The House of Representatives is particularly dicey. With 360 members representing different regions, and more opposition party members than ruling party members, it is going to require a leadership that is experienced in administration and diplomacy, and blessed with legislative chops to booth.

Only one man fits this profile. His credentials, which opponents hate to hear mentioned, are staggering, his morals unimpeachable, his administrative acumen and knowledge of the law-making process, is first rate. For 14 years, Sada Soli, has worked as a civil servant in the National Assembly, clerking for the Senate and House committees of foreign affairs, National Planning, and National Security and Intelligence. For four years he worked with the inimitable Prof. Jibril Aminu at the Nigerian embassy in Washington as his Special Assistance and Minister Counselor in a special dispensation that was granted by President Olusegun Obasanjo. As a diplomat in one of the nation’s most important missions, Soli was privileged to be at the thick of things at a time when Nigeria was shedding off its pariah toga, earned from decades of military rule.

He left the civil service to join politics following the leadership recruitment drive of the late President Umar Musa Yar’ Adua and since then he had represented the Jibia/Kaita federal constituency, winning the election for the third term last February. Indubitably, his tenure as a member of the House of Representatives has been singularly successful and his contributions on the floor of the House where he had sponsored and contributed enormously to motions and bills on sundry national issues, including security in the northwest, the pathetic power sector – where he moved a motion for the declaration of a state of emergency in the sector, education and the economy, moving the motion to review the Naira redesign policy, which was inefficient and ineffective.

He had visited legislative assemblies across the globe, from the Russian Duma, to the US Congress and the National Assembly of sundry African nations, learning how they operate and becoming even more proficient in the workings of national legislatures.

There is no one better at understanding the mechanics of law-making and committee work, or the opportunities available for using the legislature to improve the welfare of citizens and the processes by which laws are passed to concretise these opportunities.

All who know him agree that he is the most competent person amongst the dozen candidates currently vying for the Speakership. Recently, Speaker Femi Gbajabiamila was heard to say that there are three things required for the job: competence, competence, and competence and that Hon Sada has them in spades.
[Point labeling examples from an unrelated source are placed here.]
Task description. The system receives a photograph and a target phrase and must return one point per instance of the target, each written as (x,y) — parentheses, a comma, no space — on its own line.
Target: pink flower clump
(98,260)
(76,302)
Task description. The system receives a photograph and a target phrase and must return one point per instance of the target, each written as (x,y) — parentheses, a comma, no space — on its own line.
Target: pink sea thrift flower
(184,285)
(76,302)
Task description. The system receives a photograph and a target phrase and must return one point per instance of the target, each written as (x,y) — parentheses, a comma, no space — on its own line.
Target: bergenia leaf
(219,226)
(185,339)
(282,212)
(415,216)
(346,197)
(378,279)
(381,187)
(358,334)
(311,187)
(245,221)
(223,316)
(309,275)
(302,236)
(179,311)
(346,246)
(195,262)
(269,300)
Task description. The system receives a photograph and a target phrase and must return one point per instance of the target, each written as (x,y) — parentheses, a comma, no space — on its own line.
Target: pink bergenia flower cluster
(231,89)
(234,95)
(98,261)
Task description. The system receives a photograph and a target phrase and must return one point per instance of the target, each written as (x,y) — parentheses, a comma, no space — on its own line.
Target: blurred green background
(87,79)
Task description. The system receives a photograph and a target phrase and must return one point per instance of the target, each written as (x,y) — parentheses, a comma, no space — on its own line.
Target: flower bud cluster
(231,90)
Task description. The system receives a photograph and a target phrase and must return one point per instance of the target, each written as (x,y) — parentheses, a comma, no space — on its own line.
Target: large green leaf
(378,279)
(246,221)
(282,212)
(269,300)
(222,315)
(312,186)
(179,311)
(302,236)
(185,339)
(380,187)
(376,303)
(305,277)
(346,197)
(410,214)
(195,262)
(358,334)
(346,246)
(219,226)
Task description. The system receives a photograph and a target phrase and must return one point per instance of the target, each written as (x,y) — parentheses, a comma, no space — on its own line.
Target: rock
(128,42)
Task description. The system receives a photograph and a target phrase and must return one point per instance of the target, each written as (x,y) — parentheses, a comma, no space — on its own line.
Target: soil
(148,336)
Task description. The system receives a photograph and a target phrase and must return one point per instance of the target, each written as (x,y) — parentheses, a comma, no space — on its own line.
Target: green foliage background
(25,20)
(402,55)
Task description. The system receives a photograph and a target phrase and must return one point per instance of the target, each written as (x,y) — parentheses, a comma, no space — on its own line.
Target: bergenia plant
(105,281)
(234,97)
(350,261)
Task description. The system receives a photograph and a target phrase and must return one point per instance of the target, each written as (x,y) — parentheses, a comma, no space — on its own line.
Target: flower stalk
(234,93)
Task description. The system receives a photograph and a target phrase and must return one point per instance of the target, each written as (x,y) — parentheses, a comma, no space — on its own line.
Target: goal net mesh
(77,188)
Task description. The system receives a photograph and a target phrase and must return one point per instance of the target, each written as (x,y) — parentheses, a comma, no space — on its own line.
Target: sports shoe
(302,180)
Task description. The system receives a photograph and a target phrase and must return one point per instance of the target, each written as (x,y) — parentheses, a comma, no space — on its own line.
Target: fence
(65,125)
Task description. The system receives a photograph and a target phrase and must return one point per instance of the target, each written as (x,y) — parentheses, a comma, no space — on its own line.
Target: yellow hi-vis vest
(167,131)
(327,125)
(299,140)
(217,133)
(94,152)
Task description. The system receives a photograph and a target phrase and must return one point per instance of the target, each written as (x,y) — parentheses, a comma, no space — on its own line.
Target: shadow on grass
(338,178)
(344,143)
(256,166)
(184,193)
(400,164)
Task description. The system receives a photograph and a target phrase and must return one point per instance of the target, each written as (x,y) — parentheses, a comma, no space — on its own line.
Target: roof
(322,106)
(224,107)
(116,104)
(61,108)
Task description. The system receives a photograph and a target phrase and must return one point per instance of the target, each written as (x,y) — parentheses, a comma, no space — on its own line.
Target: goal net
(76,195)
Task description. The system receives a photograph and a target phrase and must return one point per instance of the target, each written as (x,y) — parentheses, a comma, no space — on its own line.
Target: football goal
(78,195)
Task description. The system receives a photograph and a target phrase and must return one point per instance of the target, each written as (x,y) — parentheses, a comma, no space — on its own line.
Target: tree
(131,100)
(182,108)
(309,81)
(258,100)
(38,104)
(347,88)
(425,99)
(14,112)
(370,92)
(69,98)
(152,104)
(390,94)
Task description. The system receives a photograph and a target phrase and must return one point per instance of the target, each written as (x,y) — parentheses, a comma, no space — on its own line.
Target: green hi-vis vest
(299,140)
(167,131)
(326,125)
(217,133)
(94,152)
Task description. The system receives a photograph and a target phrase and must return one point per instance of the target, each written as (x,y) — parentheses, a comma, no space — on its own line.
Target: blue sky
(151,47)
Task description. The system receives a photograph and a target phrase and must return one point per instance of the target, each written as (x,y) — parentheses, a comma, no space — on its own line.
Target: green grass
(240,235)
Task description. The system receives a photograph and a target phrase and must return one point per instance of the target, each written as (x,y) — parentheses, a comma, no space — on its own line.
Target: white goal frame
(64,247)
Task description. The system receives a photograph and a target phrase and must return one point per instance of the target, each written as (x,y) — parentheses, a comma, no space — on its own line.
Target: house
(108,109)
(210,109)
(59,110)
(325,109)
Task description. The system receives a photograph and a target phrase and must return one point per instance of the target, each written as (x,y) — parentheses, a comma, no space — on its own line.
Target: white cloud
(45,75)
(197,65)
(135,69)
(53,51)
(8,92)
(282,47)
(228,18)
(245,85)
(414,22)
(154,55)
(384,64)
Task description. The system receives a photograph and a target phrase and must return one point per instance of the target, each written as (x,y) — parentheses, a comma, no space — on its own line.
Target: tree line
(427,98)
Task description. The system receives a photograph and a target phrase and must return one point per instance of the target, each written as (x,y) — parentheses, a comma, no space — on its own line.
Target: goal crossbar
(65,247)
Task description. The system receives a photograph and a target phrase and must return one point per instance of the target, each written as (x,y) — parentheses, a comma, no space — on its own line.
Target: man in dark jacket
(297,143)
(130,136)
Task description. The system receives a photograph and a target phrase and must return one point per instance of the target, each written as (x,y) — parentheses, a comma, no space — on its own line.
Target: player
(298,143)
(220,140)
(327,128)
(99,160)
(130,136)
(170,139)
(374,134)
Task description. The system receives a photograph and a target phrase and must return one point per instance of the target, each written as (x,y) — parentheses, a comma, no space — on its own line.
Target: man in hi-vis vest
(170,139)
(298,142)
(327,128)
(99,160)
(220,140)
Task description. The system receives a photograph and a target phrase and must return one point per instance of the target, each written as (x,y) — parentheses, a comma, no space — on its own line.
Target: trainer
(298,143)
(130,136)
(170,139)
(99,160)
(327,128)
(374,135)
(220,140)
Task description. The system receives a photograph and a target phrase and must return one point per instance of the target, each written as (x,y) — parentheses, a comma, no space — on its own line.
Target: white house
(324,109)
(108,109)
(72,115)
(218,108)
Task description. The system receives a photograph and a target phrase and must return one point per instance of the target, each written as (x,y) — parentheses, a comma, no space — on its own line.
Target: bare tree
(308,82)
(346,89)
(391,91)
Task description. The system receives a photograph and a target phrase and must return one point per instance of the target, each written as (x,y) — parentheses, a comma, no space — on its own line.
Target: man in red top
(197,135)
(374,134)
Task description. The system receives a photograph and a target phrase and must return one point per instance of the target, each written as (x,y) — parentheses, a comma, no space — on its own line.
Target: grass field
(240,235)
The President-elect, Senator Bola Ahmed Tinubu has campaigned on the mantle of competence and how it is the overriding factor in the choice of candidates for office in his administration. He had defended this at great risks and expended huge political capital in the process especially after choosing Senator Kashim Shettima as his running mate, sparking a huge uproar over the Muslim-Muslim ticket. But the Jagaban whose political savvy has now reached legendary status went on to win his election, proving that he is both a man who knows what he wants and has the chutzpah to go ahead with his plans whatever the huddles.

As deliberations are on-going within the party chieftains, one hopes that in the same measure, the president-elect and his vice, together with the party, will be making this factor the main point in their deliberations.

• Jajiri, a commentator, wrote from Sabon Layi, Katsina State.